Unlike other editors whom she knows, Liang said she does not consider Wong as an editor, but more like a heng dai or “brother”.
“He’s been very generous, he’s a happy, good friend,” she said, crediting him for introducing her to editors of Singapore publications after a Causeway Cup golf competition between Malaysian and Singaporen media editors.
Describing Wong’s passing as “premature”, Liang said she last met Wong during a birthday celebration in 2019 for Malay Mail publisher Siew, who is also a collector of her art.
“Now he’s gone, who do we go to, who’s the go-to-guy now?” she said, referring to Wong being a source of advice and information, while also noting that many others have also been helped by Wong.
PKR’s Selayang MP William Leong said he met Wong at Malay Mail as part of his visits as an MP, and they stayed in frequent contact subsequently through WhatsApp messages.
“I think we will miss his very incisive view of things, he’s always been very witty and very quick with his comments, very sharp with his appraisal of the situation. I think the country has lost a good man,” he told Malay Mail when met.
Among those seen at the wake were Malay Mail’s deputy editor-in-chief Joseph Raj and Malay Mail’s Managing Editor Leslie Lau, as well as other Malay Mail staff.
Wong, who was born in Negri Sembilan, passed away yesterday morning at the age of 59 from a heart attack.
Wong was a 40-year veteran of the news industry, starting off as a reporter with local newspaper The Star and taking on various roles before eventually being appointed as Malay Mail’s editor-in-chief in 2014.
A wake for Wong is currently being held from 11am to 6pm today and tomorrow at Xiao En Centre on 1 Jalan Kuari in Cheras, Kuala Lumpur.
Due to current standard operating procedures (SOP) under the movement control order (MCO), only 50 people will be allowed at one time, with a waiting area if those present exceed the permitted number.
A funeral service is set for 10am on May 17, with a restriction of 15 people.

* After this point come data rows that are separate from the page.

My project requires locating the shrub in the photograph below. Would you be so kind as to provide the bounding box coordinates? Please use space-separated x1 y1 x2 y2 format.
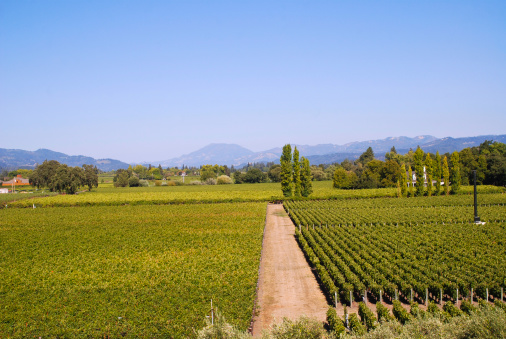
166 180 177 186
443 301 463 317
205 178 217 185
376 302 393 322
154 180 162 186
128 176 140 187
139 179 149 187
494 299 506 312
460 300 477 315
349 313 366 335
189 180 203 185
217 175 233 185
393 300 411 324
197 308 249 339
326 307 345 335
267 316 328 339
410 301 425 319
358 302 377 330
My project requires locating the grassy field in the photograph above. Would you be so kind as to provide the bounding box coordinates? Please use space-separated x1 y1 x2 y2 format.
0 203 266 338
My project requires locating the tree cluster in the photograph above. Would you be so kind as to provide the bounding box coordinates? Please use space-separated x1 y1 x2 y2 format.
280 144 312 197
331 146 459 196
29 160 98 194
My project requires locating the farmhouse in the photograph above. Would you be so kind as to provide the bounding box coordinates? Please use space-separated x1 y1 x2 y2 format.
407 166 443 187
2 175 30 186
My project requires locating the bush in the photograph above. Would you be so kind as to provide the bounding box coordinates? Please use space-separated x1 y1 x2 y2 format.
460 300 477 315
376 302 393 322
267 316 329 339
128 176 140 187
196 309 249 339
326 307 345 335
349 313 366 335
393 300 411 324
410 301 425 319
166 180 177 186
139 179 149 187
443 301 463 318
154 180 162 186
217 175 233 185
189 180 203 185
494 299 506 312
205 178 217 185
358 302 377 330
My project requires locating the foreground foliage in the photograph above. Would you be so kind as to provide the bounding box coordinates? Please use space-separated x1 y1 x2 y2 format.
197 303 506 338
0 203 265 338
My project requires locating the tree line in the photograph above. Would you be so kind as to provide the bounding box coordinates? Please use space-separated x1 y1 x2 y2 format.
29 160 99 194
331 140 505 196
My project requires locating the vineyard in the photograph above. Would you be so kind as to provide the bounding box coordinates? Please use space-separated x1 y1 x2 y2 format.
285 193 506 307
0 203 265 338
3 182 502 208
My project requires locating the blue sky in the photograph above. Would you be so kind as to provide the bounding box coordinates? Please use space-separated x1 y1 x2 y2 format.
1 1 505 163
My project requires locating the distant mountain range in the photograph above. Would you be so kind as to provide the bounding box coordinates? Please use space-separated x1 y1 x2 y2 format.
156 134 505 167
0 148 129 172
1 134 505 171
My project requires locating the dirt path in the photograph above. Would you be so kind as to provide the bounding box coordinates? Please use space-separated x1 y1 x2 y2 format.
250 204 328 337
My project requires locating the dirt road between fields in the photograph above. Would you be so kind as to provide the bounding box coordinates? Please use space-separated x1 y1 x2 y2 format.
250 204 328 337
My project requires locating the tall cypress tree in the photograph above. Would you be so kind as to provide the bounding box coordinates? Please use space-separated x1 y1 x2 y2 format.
292 147 302 197
300 157 313 197
443 156 450 196
280 144 293 197
434 151 442 195
425 154 433 197
408 166 413 197
450 151 461 195
400 163 407 197
413 147 425 196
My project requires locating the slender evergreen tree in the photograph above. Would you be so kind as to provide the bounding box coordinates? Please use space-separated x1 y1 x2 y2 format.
400 163 407 197
300 157 313 197
443 156 450 196
408 166 413 197
280 144 292 197
434 151 442 195
450 151 461 195
425 154 433 197
413 147 425 196
293 147 301 197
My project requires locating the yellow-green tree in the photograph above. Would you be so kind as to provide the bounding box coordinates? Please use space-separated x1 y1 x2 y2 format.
443 156 450 196
434 152 442 195
413 147 425 196
425 154 433 196
450 151 461 194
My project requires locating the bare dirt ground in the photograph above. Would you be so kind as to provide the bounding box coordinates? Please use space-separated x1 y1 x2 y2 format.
250 204 328 337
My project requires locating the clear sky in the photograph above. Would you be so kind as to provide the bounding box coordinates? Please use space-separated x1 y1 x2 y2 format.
1 1 505 163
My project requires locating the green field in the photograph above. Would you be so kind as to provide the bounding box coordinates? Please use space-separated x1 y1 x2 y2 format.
0 203 266 338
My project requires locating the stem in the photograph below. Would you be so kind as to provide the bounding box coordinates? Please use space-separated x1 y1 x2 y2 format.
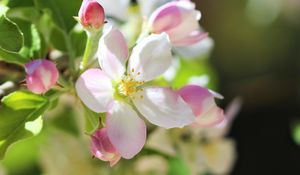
80 31 102 73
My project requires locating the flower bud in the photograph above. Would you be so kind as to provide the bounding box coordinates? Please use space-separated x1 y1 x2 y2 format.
79 0 105 29
25 59 59 94
149 0 207 46
178 85 224 127
91 128 121 167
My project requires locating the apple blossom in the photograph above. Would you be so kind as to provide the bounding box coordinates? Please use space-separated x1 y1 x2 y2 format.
148 0 208 46
91 128 121 166
178 85 225 127
25 59 59 94
76 26 195 159
79 0 105 29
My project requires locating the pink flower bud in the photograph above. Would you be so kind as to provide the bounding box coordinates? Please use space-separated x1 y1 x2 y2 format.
178 85 225 127
79 0 105 29
149 0 208 46
25 59 59 94
91 128 121 167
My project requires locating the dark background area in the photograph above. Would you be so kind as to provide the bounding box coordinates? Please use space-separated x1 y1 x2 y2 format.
196 0 300 174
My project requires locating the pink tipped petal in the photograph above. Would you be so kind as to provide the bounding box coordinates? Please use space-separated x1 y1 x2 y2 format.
133 87 195 129
98 26 129 80
178 85 225 127
194 106 225 127
25 59 42 75
26 75 46 94
106 102 146 159
91 128 121 166
149 3 182 33
149 1 202 46
128 33 172 82
172 32 208 46
75 69 114 113
39 60 59 89
178 85 212 116
25 59 59 94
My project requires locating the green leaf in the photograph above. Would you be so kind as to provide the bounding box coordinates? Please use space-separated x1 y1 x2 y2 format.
50 26 67 52
34 0 81 32
7 0 35 8
2 91 47 109
7 7 40 22
0 47 28 65
83 105 100 134
70 28 87 57
0 91 49 159
0 15 24 52
7 17 47 59
168 156 190 175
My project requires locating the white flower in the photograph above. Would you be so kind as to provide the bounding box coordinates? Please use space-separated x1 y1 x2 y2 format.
76 26 195 159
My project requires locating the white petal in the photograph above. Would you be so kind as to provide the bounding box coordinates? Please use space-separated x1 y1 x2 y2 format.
128 33 172 82
133 87 195 129
75 69 114 113
98 25 128 80
138 0 171 18
106 102 147 159
96 0 130 21
174 37 214 59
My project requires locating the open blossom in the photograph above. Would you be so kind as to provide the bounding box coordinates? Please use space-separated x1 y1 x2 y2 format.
79 0 105 29
76 26 195 159
25 59 59 94
91 128 121 166
178 85 225 127
148 0 208 46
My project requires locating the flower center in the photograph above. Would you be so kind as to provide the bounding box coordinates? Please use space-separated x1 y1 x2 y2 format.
117 69 144 97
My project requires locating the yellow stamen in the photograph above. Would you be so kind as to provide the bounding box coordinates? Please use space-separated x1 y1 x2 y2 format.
117 75 144 97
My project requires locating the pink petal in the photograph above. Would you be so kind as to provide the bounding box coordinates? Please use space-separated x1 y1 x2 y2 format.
98 25 129 80
106 102 146 159
133 87 195 129
91 128 121 166
178 85 225 127
149 2 182 33
128 33 172 82
75 69 114 113
149 1 201 46
172 31 208 46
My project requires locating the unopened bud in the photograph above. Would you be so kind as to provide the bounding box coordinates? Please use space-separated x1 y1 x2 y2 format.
25 59 59 94
91 128 121 167
79 0 105 29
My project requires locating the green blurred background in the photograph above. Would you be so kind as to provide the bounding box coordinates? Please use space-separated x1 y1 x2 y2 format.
0 0 300 174
197 0 300 174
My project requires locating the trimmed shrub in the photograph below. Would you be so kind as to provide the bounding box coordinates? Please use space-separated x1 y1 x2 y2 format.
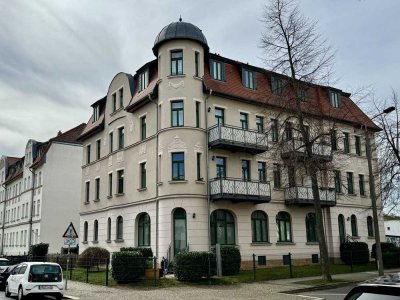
220 246 241 275
120 247 153 258
174 251 216 281
77 247 110 268
340 242 369 265
111 251 146 283
371 242 397 259
382 251 400 268
28 243 49 257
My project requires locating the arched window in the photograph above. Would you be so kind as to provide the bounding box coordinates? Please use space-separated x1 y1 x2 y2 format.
107 217 111 241
116 216 123 240
251 210 268 242
338 214 346 244
276 211 292 242
367 216 374 237
93 220 98 242
305 213 318 242
37 200 40 216
83 221 88 242
173 208 187 255
210 209 235 245
351 214 358 236
138 213 151 246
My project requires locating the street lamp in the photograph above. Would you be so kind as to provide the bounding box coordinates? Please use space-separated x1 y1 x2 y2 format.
365 106 395 276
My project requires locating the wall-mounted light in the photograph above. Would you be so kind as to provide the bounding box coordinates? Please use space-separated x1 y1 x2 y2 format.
192 213 196 219
211 156 215 161
347 217 350 221
208 107 211 112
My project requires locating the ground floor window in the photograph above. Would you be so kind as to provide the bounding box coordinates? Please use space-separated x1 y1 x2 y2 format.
251 210 268 242
210 209 235 245
338 214 346 244
276 211 292 242
138 213 151 246
367 216 374 237
305 213 318 242
173 208 187 255
351 214 358 236
116 216 123 240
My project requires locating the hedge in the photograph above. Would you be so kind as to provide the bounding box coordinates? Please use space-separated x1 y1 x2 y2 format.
28 243 49 257
382 251 400 268
77 247 110 268
340 242 369 265
111 251 146 283
174 251 216 281
371 242 397 259
220 246 241 275
120 247 153 258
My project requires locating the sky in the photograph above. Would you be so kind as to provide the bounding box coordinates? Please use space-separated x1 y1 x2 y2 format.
1 0 399 157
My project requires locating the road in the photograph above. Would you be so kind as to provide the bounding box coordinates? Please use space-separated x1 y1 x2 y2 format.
296 285 355 300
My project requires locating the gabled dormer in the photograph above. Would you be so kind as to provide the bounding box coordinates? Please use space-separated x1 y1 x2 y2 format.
328 88 341 108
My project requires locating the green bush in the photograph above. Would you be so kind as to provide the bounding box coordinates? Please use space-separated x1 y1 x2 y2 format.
77 247 110 268
220 246 241 275
340 242 369 265
111 251 146 283
371 242 397 259
174 251 216 281
120 247 153 258
382 251 400 268
28 243 49 257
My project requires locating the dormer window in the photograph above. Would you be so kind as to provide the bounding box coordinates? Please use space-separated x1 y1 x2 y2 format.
139 69 149 91
171 50 183 75
329 90 341 108
119 88 124 108
210 60 225 81
93 105 100 122
112 93 117 112
297 86 308 101
271 76 285 96
242 69 256 89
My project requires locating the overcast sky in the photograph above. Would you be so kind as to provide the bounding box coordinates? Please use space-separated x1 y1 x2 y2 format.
1 0 399 157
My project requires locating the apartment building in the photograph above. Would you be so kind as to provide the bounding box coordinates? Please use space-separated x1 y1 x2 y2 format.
0 124 85 255
78 20 384 262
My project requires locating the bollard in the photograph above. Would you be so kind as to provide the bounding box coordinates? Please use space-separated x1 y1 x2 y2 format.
350 251 353 272
86 265 89 283
289 253 293 278
252 254 256 281
153 256 157 287
106 258 110 286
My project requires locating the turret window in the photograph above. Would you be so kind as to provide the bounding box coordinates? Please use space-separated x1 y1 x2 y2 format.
171 50 183 75
139 69 149 91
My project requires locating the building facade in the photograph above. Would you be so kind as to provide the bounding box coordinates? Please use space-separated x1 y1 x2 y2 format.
79 20 384 263
0 124 85 255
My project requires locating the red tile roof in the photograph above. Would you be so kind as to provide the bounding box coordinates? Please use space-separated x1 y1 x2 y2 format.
4 157 24 184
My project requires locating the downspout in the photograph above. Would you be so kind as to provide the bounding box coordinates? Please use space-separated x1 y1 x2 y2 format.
1 183 7 255
205 88 213 251
28 167 35 249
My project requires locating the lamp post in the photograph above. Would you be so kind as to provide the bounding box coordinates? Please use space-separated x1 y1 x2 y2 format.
365 106 395 276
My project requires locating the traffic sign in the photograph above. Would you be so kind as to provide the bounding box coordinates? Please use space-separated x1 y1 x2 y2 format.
62 222 79 238
64 238 76 245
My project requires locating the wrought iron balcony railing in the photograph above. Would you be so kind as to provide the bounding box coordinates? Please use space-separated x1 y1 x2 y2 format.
281 139 332 161
209 177 271 203
284 185 336 207
208 124 268 154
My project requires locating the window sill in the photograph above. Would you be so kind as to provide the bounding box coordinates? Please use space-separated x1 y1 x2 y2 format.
107 196 113 200
115 193 125 197
92 240 99 244
137 187 147 192
193 76 203 81
82 241 88 244
360 195 367 198
251 242 272 246
83 201 90 205
347 193 357 197
276 242 296 246
105 240 112 243
195 180 205 184
110 107 124 116
368 236 375 239
114 239 124 243
306 242 319 246
93 199 100 202
157 182 163 186
351 236 361 239
168 74 186 78
169 180 188 184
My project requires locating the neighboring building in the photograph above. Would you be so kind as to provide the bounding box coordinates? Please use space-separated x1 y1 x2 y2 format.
385 218 400 247
78 20 384 263
0 124 85 255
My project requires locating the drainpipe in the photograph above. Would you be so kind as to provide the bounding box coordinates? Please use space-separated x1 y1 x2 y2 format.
28 167 35 249
0 183 7 256
205 88 213 251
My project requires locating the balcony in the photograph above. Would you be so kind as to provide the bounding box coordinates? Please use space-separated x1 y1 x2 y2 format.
281 139 332 162
208 124 268 154
209 177 271 203
284 186 336 207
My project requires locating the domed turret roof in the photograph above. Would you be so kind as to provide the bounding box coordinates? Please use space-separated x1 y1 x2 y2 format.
153 19 208 55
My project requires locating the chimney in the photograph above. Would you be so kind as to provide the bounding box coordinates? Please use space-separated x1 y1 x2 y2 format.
57 130 62 136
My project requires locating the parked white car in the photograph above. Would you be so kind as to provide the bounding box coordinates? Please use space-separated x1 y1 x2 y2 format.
5 262 64 300
0 258 9 272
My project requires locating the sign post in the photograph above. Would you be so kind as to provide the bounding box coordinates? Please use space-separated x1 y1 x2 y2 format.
62 222 78 290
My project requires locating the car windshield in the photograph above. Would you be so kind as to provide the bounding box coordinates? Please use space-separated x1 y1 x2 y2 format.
347 292 400 299
30 264 62 282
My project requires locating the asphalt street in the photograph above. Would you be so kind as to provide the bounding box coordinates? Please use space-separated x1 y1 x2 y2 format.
296 285 355 300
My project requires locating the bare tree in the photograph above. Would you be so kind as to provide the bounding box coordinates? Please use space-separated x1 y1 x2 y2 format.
261 0 335 281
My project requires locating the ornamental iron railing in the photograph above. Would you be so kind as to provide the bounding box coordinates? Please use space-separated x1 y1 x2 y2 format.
284 185 336 207
281 139 332 160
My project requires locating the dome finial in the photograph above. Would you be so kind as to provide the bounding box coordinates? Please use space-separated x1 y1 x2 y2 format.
179 15 182 22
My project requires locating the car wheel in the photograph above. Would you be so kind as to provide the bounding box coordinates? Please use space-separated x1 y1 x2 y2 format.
55 295 63 300
17 287 24 300
5 284 11 297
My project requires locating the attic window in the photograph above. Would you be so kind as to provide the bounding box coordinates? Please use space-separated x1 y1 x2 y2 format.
297 86 308 101
329 90 341 108
93 105 100 122
242 69 256 89
139 69 149 92
210 60 225 81
271 76 285 96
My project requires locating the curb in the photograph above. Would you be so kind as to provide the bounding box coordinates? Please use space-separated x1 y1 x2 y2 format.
282 280 361 294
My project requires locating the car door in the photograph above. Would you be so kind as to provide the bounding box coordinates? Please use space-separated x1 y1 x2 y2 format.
14 264 27 290
8 265 20 293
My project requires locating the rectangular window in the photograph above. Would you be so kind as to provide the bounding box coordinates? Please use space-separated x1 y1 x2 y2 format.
171 100 184 127
329 90 341 108
140 116 146 140
298 86 307 101
359 174 365 196
112 93 117 112
196 153 202 180
140 163 146 189
334 170 341 193
210 60 225 81
118 127 124 149
271 119 278 142
241 160 251 181
194 51 199 77
347 172 354 194
109 132 113 153
216 157 226 178
139 69 149 91
86 145 91 164
172 152 185 181
119 88 124 108
117 170 124 194
273 164 281 188
85 182 90 203
285 122 293 140
96 139 101 160
108 173 112 197
171 50 183 75
95 178 100 200
93 105 100 122
343 132 350 153
271 76 285 96
215 107 225 126
240 112 248 130
258 162 266 183
242 69 256 89
331 130 337 151
256 116 264 133
195 102 200 128
355 136 361 156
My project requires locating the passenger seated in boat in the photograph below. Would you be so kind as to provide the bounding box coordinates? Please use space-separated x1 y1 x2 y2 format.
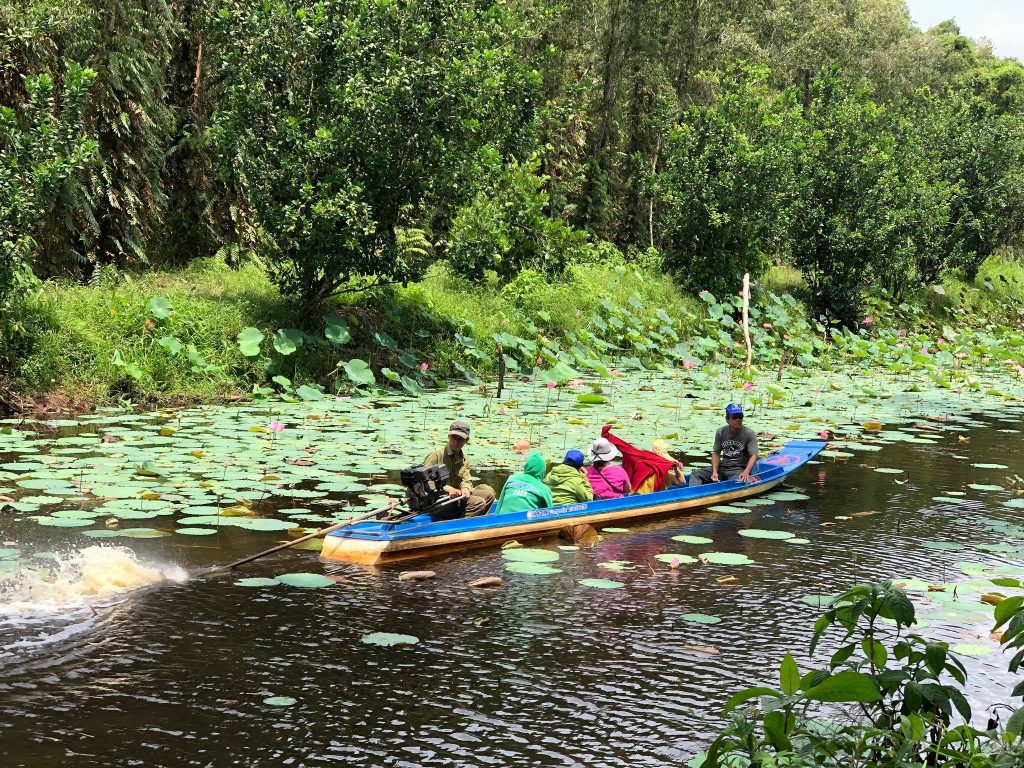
423 420 496 517
688 403 758 486
599 425 680 494
493 452 554 514
585 438 631 499
650 440 685 490
545 450 594 505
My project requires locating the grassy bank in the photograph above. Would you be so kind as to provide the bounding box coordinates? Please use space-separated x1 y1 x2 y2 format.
6 257 701 410
6 251 1024 413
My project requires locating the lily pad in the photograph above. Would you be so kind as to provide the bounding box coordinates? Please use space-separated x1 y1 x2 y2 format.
672 535 714 545
737 529 794 540
765 492 810 501
968 484 1004 492
873 467 905 474
275 572 335 588
971 463 1008 470
361 632 419 647
783 538 811 545
263 696 297 706
699 552 755 565
578 578 624 589
654 554 698 564
501 548 559 563
707 505 750 514
176 527 218 536
951 643 993 657
682 613 721 625
601 527 630 533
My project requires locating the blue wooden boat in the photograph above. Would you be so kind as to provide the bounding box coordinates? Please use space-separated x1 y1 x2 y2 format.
322 440 825 564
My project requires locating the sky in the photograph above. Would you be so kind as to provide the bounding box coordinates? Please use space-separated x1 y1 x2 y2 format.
904 0 1024 61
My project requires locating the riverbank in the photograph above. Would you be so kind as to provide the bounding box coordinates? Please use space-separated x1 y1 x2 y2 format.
4 252 1024 416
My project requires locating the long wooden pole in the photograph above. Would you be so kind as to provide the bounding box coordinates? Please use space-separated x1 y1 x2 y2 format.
199 501 401 576
742 273 752 375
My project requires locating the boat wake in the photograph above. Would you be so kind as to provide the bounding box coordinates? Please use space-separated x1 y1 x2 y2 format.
0 545 188 614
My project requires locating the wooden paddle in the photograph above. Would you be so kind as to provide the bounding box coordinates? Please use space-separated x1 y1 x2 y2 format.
198 500 403 577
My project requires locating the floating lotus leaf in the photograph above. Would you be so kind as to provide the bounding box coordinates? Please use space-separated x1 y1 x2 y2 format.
236 577 279 587
263 696 297 706
955 562 990 575
233 518 301 532
699 552 755 565
873 467 904 474
951 644 993 657
558 545 579 551
501 548 559 563
766 492 810 501
275 572 335 588
579 578 624 589
598 560 634 571
120 528 172 538
932 496 969 504
734 498 776 507
654 554 697 564
682 613 721 625
0 548 20 560
672 535 714 545
1002 500 1024 509
738 529 794 540
176 527 218 536
968 484 1004 492
601 527 629 533
361 632 419 647
35 516 93 527
505 561 561 575
800 594 836 607
972 463 1008 470
922 541 965 551
707 505 749 514
783 537 811 545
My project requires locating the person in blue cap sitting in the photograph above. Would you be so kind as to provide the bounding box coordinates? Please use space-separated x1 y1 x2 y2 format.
545 449 595 505
688 403 759 486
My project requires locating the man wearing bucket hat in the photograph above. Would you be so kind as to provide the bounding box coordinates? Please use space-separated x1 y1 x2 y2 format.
688 403 758 486
585 437 631 499
545 449 594 506
423 420 496 516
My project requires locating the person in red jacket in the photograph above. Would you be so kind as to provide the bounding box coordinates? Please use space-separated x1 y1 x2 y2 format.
585 438 631 499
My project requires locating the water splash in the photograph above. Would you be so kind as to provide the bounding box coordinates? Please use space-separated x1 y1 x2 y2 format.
0 546 188 612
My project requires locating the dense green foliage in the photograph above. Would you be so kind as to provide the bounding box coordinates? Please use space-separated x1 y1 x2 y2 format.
700 582 1024 767
2 0 1024 377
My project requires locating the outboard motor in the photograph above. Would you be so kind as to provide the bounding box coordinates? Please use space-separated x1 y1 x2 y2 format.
400 464 468 519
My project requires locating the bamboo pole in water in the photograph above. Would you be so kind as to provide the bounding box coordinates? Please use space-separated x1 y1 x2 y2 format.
742 273 752 375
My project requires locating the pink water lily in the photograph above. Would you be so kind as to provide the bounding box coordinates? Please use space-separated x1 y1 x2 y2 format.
568 379 583 390
683 359 695 371
420 361 429 372
497 407 506 415
267 421 285 433
819 430 830 440
919 347 929 355
536 356 544 365
862 316 873 326
742 382 754 392
610 368 621 377
546 380 556 389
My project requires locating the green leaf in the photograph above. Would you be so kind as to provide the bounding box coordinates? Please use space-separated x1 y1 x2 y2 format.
721 686 781 714
1007 706 1024 739
295 384 324 401
803 670 881 703
829 644 856 669
763 710 792 751
780 652 800 695
343 359 375 387
924 643 947 676
373 331 398 350
271 375 293 390
400 375 425 396
861 638 887 669
381 367 401 383
158 336 182 356
324 316 351 345
995 596 1024 629
236 327 264 357
148 296 173 320
273 328 304 356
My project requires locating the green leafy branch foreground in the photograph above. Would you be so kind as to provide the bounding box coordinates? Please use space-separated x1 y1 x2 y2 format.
695 581 1024 768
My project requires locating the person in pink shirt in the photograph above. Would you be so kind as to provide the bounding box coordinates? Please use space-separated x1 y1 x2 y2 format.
585 438 631 499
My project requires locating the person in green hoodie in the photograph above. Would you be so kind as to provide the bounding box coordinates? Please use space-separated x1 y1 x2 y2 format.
493 452 554 514
545 449 594 506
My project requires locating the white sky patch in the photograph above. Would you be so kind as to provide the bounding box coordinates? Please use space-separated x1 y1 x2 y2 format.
904 0 1024 61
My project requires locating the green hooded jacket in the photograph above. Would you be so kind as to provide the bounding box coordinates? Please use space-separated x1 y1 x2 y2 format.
493 452 553 514
545 463 594 506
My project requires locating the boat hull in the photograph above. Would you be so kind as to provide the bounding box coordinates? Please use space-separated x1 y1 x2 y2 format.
322 439 824 565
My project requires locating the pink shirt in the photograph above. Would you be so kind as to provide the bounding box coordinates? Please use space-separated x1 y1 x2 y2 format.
586 464 631 499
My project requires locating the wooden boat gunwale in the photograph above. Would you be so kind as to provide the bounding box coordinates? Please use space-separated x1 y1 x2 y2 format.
322 439 824 564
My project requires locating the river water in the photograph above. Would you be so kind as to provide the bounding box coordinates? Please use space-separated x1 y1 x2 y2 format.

Tributes have poured in for Wong, including from his fellow peers who worked in the media industry, alumni from his secondary school in Seremban.
Those who offered their condolences and tributes include the Yang di-Pertuan Agong, Prime Minister Tan Sri Muhyiddin Yassin, politicians such as Transport Minister Datuk Seri Wee Ka Siong, Minister of International Trade and Industry Datuk Seri Mohamed Azmin Ali, Selangor Mentri Besar Datuk Seri Amirudin Shari, former prime minister Datuk Seri Najib Razak and PKR president Datuk Seri Anwar Ibrahim.